Call your insurance provider
If you’re involved in an accident in which you believe that you are not at fault, or if you’ve been involved in a hit and run, you will always call your insurance provider first. Many people are nervous to report an accident to their insurer for fear of their rates possibly increasing. However, most state laws prohibit insurance providers from increasing rates due to accidents that aren’t the fault of the policy holder.
Regardless of who is at fault, letting your insurance company know you were involved in an accident also establishes good faith and can help you out later on, especially if the other driver is not determined to be at fault. You should always report any accident to your insurer, regardless of whether you believe you are at fault or not.
Typically, with any accident, your car insurance provider is responsible for covering (depending on your coverage) the immediate costs resulting from the accident or hit and run. If you have collision insurance, filing a claim with your insurer gets you on the way to getting your vehicle repaired or replaced. While you’ll likely have to pay a deductible or other associated costs, your insurance should cover the rest.

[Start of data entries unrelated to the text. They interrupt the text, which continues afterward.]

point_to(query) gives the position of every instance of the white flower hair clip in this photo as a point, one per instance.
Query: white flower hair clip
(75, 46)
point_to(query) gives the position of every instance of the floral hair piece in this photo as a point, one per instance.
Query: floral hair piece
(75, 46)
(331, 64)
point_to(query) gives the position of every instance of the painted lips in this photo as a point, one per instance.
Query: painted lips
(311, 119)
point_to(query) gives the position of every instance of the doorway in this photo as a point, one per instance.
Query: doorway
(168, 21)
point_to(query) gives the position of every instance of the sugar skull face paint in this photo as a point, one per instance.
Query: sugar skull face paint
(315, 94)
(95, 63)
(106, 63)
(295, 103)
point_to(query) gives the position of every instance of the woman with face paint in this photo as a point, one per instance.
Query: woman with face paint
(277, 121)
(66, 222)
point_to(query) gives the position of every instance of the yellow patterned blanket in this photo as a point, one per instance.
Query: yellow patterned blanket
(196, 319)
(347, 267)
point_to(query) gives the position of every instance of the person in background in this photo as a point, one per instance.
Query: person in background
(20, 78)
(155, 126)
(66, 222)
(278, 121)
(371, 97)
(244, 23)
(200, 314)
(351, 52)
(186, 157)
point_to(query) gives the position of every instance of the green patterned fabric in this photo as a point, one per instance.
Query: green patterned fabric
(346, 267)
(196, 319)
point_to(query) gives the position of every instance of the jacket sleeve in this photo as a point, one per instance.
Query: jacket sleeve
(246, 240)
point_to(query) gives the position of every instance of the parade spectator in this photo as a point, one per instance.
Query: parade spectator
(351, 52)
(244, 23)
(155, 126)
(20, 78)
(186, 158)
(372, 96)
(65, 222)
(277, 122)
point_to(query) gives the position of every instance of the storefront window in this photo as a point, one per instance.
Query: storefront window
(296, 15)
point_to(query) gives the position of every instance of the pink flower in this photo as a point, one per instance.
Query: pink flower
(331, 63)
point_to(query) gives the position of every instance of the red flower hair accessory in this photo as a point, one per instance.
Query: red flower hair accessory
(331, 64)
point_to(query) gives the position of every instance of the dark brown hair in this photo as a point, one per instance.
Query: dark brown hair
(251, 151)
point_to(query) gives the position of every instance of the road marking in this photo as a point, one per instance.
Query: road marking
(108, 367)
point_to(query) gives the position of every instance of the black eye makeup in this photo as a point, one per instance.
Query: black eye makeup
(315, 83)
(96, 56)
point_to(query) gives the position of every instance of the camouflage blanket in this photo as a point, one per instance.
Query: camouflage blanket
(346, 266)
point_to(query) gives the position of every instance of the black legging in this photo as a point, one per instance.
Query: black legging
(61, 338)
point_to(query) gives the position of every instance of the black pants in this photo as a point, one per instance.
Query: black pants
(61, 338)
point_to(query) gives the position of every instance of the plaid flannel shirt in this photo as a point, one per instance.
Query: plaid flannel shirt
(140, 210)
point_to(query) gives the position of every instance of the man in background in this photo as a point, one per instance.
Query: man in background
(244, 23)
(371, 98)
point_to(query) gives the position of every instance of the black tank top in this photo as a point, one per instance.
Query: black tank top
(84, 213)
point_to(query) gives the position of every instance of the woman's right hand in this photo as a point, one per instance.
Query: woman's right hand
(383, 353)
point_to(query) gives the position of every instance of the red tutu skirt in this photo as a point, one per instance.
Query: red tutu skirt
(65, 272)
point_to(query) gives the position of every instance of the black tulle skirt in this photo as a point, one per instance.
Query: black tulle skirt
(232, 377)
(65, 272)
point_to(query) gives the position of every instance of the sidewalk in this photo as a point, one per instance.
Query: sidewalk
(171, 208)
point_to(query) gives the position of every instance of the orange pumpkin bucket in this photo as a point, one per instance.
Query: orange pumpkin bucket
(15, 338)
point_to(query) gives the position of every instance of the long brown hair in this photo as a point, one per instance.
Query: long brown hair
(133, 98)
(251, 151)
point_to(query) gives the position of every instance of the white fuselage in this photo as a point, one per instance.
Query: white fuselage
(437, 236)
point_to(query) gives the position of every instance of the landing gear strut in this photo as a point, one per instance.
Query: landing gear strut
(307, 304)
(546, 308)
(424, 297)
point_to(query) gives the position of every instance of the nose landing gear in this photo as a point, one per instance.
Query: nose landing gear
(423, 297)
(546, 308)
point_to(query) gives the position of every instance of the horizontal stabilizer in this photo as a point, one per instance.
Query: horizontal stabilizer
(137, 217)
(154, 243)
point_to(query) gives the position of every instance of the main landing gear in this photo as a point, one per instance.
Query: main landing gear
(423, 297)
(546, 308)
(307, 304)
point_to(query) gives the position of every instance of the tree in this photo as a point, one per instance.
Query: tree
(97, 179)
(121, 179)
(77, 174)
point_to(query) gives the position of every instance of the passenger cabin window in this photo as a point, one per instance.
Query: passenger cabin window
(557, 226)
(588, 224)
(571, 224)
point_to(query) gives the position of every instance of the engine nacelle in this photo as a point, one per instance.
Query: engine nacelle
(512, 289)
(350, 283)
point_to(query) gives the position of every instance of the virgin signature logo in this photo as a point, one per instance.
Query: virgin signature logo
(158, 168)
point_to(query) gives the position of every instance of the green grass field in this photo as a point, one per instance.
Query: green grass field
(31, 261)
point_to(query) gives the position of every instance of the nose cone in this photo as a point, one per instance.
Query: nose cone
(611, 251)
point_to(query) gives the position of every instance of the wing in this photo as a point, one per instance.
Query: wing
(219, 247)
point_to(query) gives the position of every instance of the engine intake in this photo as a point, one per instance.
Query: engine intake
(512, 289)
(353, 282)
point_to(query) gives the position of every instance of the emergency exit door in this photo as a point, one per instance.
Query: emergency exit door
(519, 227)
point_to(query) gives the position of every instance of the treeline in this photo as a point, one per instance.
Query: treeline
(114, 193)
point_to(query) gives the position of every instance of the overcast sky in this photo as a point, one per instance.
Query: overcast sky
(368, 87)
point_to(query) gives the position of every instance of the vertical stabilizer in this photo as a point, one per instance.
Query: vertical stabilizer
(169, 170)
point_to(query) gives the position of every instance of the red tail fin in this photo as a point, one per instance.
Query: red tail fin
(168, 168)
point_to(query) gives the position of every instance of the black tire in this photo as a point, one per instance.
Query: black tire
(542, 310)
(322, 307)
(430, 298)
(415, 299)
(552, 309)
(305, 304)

In the case of an accident involving another driver, after you both call your insurance providers, they will work together to determine, if possible, who is at fault in the accident. If you are determined to be not at fault, your insurance company will work to recoup the costs they or you might have paid after the accident occurred.
Before this whole process can take place, however, there is some essential work you need to do to help your insurance company resolve the matter.
Gather essential information at the scene
It’s important to note that insurance companies can sometimes mistakenly show a not-at-fault accident as an at-fault accident in certain reporting systems, such as on a MVR. If you happen to find yourself in this situation, you’ll be called on to provide documentation that supports the accident being a not-at-fault accident in order to have it removed from this and other records. That’s one reason why it’s particularly important to gather all the essential information whenever you’re involved in an accident, regardless of who you perceive to be at fault.
When you’re involved in an accident with another driver, depending on how severe the accident and resulting damage is, you should call the police and explain that you’ve been in an accident. It’s especially important to call the police if anyone is injured, the damage to your car is severe, or other property has been damaged.
Regardless of the scale of the accident, having an impartial third party record of a statement from you, the other driver(s) involved and any witnesses is essential when trying to prove fault in an accident. If you can, try to obtain a copy of the police report or the report number so that your insurance company can easily obtain it. Many state laws, including Missouri’s, require that any accident that includes death, bodily injury and/or property damage that exceeds $500 must be reported.
Regardless of whether the police are called, there is some additional information you need to gather for yourself, including:
- The other driver’s name and address
- Contact information for the other driver
- The other driver’s license information
- The other driver’s insurance company and policy information
- Pictures of the accident scene and any damage
- Statements and contact info from any witnesses of the accident
Most insurance companies have accident checklists and mobile apps you can use at the scene to make sure you properly document and save all the essential information that pertains to your accident.
The person who hit your car is responsible for contacting their insurance company, but you should provide their insurance information to your insurance provider when you report the accident. The other driver might not call their insurance company, so having your insurance company contact them ensures the other driver’s insurance company knows about the accident.
After you’ve collected all the necessary information, your insurance company can get to work and help rectify the situation and get you back on the road as quickly as possible.